Pensioners and other passive-income investors are searching for ways to get better returns on their hard-earned savings without being bumped into a higher tax bracket or getting hit by a clawback on their Old Age Security (OAS) pensions. One strategy to achieve the goal involves holding income-generating investments inside a Tax-Free Savings Account (TFSA).
TFSA limit
Every year, Canadian residents aged 18 or older accumulate TFSA contribution space. The TFSA limit in 2024 will be $7,000. This is up from $6,500 in 2023. The government indexes the TFSA limit to inflation and makes increases in $500 increments. People who have qualified since the launch of the TFSA in 2009 now have as much as $88,000 in TFSA contribution room. This will increase to $95,000 in 2024.

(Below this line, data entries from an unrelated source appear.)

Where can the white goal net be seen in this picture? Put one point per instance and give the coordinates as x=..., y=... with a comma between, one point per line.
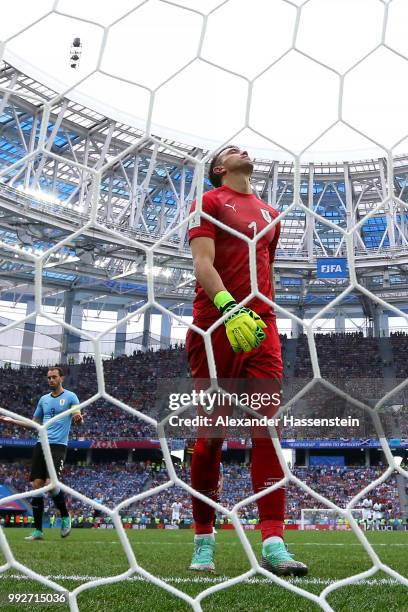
x=249, y=96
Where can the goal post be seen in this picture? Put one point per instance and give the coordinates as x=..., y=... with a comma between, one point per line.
x=326, y=518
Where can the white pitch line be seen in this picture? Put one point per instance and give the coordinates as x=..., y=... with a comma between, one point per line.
x=372, y=582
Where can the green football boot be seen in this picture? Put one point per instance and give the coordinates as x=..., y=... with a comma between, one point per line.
x=203, y=555
x=65, y=526
x=35, y=535
x=277, y=560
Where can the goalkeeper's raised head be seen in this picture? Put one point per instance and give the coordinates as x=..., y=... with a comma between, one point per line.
x=248, y=346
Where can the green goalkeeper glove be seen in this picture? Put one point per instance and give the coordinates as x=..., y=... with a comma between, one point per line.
x=244, y=327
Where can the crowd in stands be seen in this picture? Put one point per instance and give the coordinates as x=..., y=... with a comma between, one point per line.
x=349, y=360
x=112, y=483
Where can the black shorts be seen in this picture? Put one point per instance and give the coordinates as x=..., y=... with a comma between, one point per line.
x=38, y=465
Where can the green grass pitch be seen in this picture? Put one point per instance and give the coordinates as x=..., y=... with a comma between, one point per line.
x=88, y=554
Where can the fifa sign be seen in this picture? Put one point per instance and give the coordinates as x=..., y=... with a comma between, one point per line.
x=332, y=267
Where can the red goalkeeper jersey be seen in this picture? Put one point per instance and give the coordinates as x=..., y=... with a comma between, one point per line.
x=248, y=215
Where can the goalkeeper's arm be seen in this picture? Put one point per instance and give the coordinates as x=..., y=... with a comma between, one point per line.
x=244, y=327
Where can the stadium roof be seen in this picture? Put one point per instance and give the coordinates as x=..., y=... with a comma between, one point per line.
x=148, y=190
x=282, y=70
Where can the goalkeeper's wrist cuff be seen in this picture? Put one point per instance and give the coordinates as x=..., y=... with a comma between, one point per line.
x=224, y=300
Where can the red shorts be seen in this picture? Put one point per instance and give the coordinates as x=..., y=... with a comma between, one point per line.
x=250, y=374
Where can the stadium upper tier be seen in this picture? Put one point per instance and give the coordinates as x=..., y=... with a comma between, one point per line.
x=145, y=192
x=143, y=380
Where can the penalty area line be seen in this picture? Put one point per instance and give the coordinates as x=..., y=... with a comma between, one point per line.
x=371, y=582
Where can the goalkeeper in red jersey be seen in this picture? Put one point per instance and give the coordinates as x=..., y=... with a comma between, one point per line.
x=246, y=347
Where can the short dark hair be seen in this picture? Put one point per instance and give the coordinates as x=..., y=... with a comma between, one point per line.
x=215, y=179
x=60, y=370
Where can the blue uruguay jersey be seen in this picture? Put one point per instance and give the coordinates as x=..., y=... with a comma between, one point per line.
x=50, y=406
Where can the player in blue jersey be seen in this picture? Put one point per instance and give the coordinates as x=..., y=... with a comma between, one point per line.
x=56, y=402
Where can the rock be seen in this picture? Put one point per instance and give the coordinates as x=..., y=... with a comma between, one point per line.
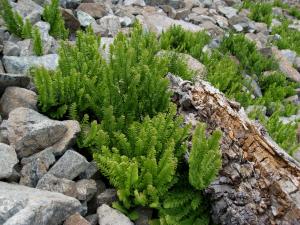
x=109, y=216
x=76, y=219
x=46, y=156
x=93, y=219
x=29, y=9
x=90, y=171
x=134, y=3
x=145, y=215
x=159, y=23
x=285, y=66
x=71, y=21
x=86, y=189
x=32, y=172
x=107, y=197
x=33, y=206
x=22, y=64
x=96, y=10
x=52, y=183
x=26, y=47
x=69, y=166
x=11, y=49
x=7, y=80
x=8, y=159
x=289, y=55
x=228, y=12
x=84, y=18
x=73, y=129
x=30, y=132
x=110, y=23
x=15, y=97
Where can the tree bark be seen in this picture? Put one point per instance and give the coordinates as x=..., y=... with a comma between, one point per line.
x=258, y=182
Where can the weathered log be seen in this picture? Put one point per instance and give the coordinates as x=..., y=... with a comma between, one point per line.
x=258, y=182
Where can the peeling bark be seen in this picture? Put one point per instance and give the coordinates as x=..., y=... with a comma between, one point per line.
x=258, y=182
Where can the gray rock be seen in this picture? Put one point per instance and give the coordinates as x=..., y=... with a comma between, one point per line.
x=135, y=2
x=32, y=172
x=228, y=12
x=33, y=206
x=61, y=185
x=73, y=129
x=22, y=64
x=8, y=159
x=84, y=18
x=110, y=216
x=107, y=197
x=17, y=80
x=46, y=156
x=289, y=55
x=93, y=219
x=110, y=23
x=15, y=97
x=30, y=132
x=86, y=189
x=76, y=219
x=11, y=49
x=69, y=166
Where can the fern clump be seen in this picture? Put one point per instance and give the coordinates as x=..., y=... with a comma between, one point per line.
x=12, y=19
x=37, y=42
x=176, y=38
x=53, y=16
x=246, y=52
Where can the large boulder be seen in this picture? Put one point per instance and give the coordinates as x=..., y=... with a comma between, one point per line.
x=30, y=132
x=22, y=64
x=8, y=159
x=28, y=206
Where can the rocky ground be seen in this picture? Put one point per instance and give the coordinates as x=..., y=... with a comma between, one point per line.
x=43, y=179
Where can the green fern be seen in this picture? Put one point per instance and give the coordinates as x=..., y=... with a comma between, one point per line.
x=37, y=42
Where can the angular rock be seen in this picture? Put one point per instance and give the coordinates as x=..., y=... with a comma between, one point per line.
x=107, y=197
x=96, y=10
x=86, y=189
x=17, y=80
x=52, y=183
x=73, y=128
x=30, y=132
x=13, y=64
x=110, y=23
x=285, y=66
x=8, y=159
x=32, y=172
x=11, y=49
x=76, y=219
x=15, y=97
x=33, y=206
x=84, y=18
x=71, y=21
x=110, y=216
x=69, y=166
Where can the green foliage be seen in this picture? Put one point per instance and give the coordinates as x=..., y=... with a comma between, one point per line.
x=246, y=52
x=290, y=38
x=205, y=158
x=53, y=16
x=13, y=20
x=223, y=73
x=141, y=162
x=37, y=42
x=27, y=29
x=176, y=38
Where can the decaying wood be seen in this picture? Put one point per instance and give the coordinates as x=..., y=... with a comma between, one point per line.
x=258, y=182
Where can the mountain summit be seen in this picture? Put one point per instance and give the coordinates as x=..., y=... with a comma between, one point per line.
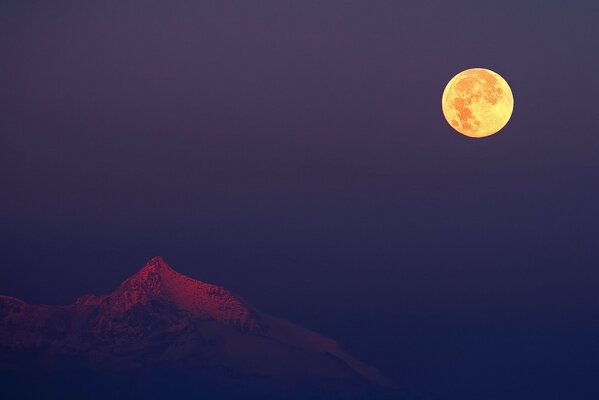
x=157, y=281
x=160, y=320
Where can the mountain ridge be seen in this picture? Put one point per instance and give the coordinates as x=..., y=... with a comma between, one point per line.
x=158, y=316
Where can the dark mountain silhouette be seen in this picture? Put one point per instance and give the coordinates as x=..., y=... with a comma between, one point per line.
x=161, y=334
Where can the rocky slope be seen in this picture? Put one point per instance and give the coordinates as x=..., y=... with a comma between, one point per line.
x=160, y=320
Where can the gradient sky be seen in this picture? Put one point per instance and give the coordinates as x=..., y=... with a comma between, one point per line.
x=296, y=153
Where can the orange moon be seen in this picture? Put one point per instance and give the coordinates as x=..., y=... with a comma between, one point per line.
x=477, y=102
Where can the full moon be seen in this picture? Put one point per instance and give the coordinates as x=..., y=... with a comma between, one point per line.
x=477, y=102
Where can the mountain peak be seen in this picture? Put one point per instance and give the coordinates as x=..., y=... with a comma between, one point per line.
x=157, y=263
x=158, y=281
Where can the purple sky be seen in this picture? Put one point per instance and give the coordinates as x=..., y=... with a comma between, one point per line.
x=295, y=152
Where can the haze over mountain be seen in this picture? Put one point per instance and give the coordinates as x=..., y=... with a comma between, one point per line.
x=189, y=337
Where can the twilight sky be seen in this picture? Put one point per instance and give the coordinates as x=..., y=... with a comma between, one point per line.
x=296, y=153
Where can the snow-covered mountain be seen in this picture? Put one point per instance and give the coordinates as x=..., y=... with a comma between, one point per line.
x=158, y=320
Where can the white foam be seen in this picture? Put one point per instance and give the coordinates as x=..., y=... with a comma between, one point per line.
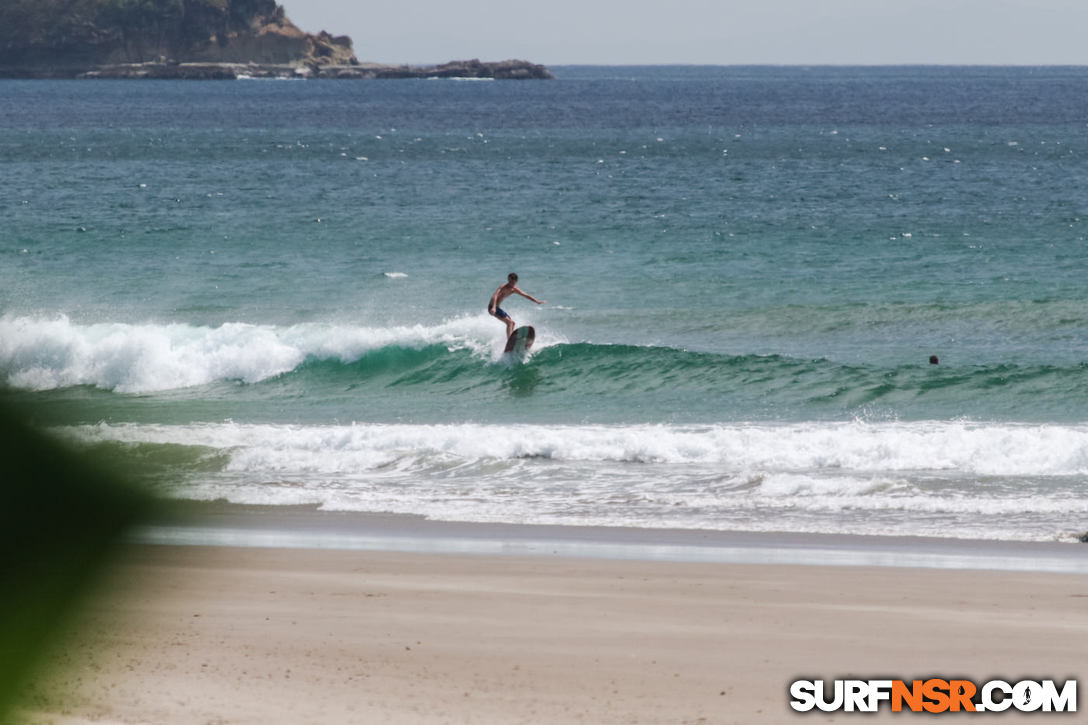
x=919, y=478
x=45, y=354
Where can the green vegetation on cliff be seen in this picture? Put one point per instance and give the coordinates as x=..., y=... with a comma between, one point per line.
x=82, y=33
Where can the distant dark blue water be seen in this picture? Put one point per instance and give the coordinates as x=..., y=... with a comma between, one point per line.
x=274, y=292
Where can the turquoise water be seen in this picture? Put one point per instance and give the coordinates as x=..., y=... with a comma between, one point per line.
x=274, y=292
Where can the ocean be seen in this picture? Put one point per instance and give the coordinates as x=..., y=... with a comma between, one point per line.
x=274, y=292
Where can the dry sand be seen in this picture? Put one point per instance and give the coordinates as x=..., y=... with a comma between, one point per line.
x=235, y=635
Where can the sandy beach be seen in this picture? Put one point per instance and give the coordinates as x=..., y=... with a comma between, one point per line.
x=185, y=634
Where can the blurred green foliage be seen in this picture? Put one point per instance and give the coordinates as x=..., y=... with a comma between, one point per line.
x=61, y=516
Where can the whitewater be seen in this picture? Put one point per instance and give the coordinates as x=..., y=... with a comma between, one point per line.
x=274, y=294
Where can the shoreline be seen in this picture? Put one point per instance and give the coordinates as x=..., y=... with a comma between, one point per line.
x=508, y=70
x=221, y=524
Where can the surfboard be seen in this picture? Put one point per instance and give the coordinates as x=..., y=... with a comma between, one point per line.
x=520, y=341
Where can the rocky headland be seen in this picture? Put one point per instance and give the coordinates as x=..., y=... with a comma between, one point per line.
x=205, y=39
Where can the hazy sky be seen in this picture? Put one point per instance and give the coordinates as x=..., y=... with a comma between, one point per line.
x=714, y=32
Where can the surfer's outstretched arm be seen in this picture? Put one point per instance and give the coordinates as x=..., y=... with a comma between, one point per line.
x=528, y=296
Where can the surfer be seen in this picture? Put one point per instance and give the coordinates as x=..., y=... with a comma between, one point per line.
x=505, y=291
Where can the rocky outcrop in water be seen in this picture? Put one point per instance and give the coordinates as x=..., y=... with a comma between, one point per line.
x=192, y=39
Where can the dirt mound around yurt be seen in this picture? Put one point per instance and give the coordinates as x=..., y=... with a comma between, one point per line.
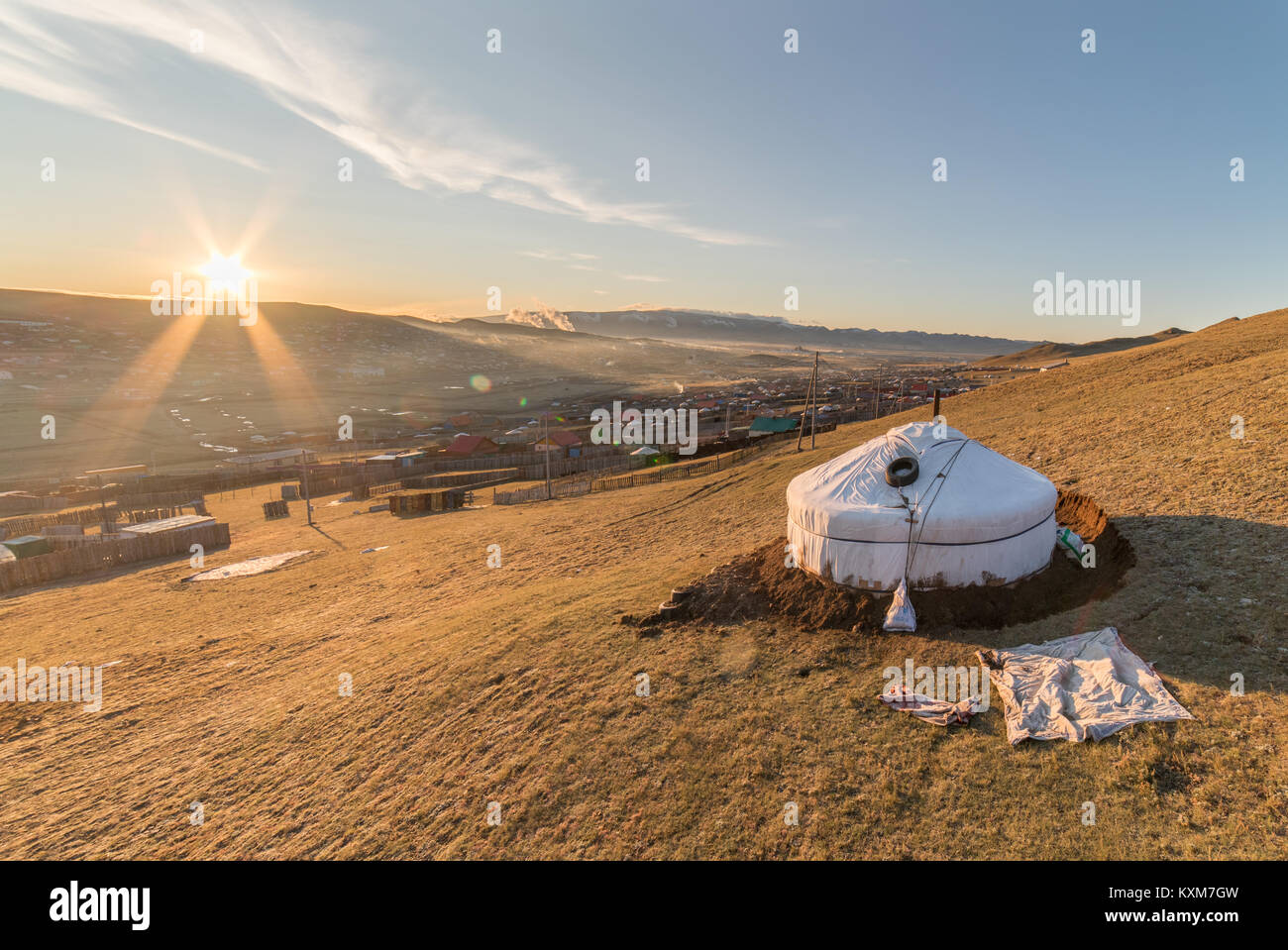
x=759, y=584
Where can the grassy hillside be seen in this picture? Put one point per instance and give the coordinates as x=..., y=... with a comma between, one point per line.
x=1051, y=352
x=518, y=684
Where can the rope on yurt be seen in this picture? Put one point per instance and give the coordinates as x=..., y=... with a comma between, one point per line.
x=940, y=477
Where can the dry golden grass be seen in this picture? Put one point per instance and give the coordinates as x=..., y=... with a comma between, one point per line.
x=516, y=684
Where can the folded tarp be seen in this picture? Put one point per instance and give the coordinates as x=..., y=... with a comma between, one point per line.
x=1078, y=687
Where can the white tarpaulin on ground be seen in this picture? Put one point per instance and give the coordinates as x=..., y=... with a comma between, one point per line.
x=256, y=566
x=977, y=516
x=1078, y=687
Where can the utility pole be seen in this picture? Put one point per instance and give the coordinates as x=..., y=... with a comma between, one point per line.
x=308, y=505
x=812, y=415
x=548, y=454
x=809, y=399
x=800, y=430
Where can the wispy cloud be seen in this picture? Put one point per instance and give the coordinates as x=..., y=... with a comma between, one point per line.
x=322, y=72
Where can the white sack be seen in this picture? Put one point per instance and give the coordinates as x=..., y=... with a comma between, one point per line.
x=901, y=617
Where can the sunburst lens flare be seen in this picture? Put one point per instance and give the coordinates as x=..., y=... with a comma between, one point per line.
x=226, y=273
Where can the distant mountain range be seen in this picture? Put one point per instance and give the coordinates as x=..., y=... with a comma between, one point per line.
x=728, y=329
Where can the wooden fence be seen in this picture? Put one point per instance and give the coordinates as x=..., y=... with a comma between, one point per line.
x=662, y=473
x=104, y=555
x=17, y=527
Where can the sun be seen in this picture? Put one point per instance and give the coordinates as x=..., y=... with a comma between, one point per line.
x=224, y=273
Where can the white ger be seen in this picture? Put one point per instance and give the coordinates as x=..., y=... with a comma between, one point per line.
x=940, y=511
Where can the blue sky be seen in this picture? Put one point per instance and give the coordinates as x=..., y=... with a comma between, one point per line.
x=767, y=168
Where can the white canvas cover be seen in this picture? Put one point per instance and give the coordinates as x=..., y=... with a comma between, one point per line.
x=1078, y=687
x=988, y=520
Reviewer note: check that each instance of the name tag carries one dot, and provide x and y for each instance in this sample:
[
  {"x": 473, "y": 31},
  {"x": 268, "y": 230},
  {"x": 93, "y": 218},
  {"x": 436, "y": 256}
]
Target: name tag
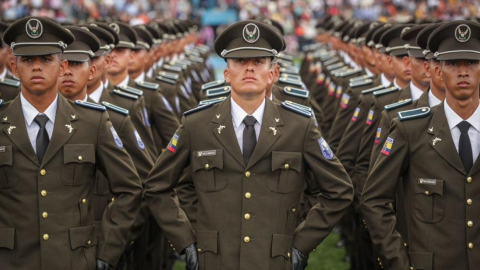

Unused contribution space carries forward. In addition, any money removed from a TFSA during the year will open up equivalent new contribution space in the following calendar year.
Profits earned on investments held in a TFSA are not taxed, so the full amount of interest, dividends, and capital gains can go right into your pocket.
OAS clawback
Retirees who collect OAS need to keep an eye on their total annual taxable income. The Canada Revenue Agency implements a pension recovery tax on OAS payments when a person’s net world income tops a minimum threshold. The level for the 2023 income year is $86,912. Every dollar of net world income above this amount triggers a 15-cent reduction in the total OAS that will be paid in the July 2024 to June 2025 payment period. So, a person with a 2023 net world income of $96,912 would see their OAS get cut by $1,500 next year.
In 2024, the net world income threshold is expected to increase to $90,997.
It makes sense for retirees to take full advantage of their TFSA contribution space and hold income-generating investments inside a TFSA to reduce their taxable income. Company pensions, Canada Pension Plan, OAS, RRSP withdrawals, Registered Retirement Income Fund (RRIF) payments, and income from investments held in taxable accounts all count toward the net world income calculation.
Best investments for TFSA passive income
The rates investors can get from Guaranteed Investment Certificates (GICs) soared in the past two years but have likely peaked and are now falling. That being said, investors can still find non-cashable GIC rates above 5% for terms up to two years, depending on the issuer, and rates above 4.5% for longer commitments.
Dividend stocks have started to recover from a meaningful pullback, but many top dividend-growth companies still offer high yields.
Enbridge (TSX:ENB), for example, has increased its dividend annually for the past 29 years. The company continues to grow through acquisitions and capital projects and expects to deliver increased distributable cash flow in the coming years.
ENB stock trades near $47 per share at the time of writing compared to $59 at the high point in 2022. Investors who buy the stock at the current level can get a dividend yield of about 7.75%.
The bottom line on tax-free passive income
Investors can still put together a diversified TFSA portfolio of GICs and high-yield dividend stocks to get an average yield of 6%. On a $95,000 TFSA in 2024, this would generate an annual income of $5,700 that won’t push you into a higher tax bracket or put OAS at risk of a clawback.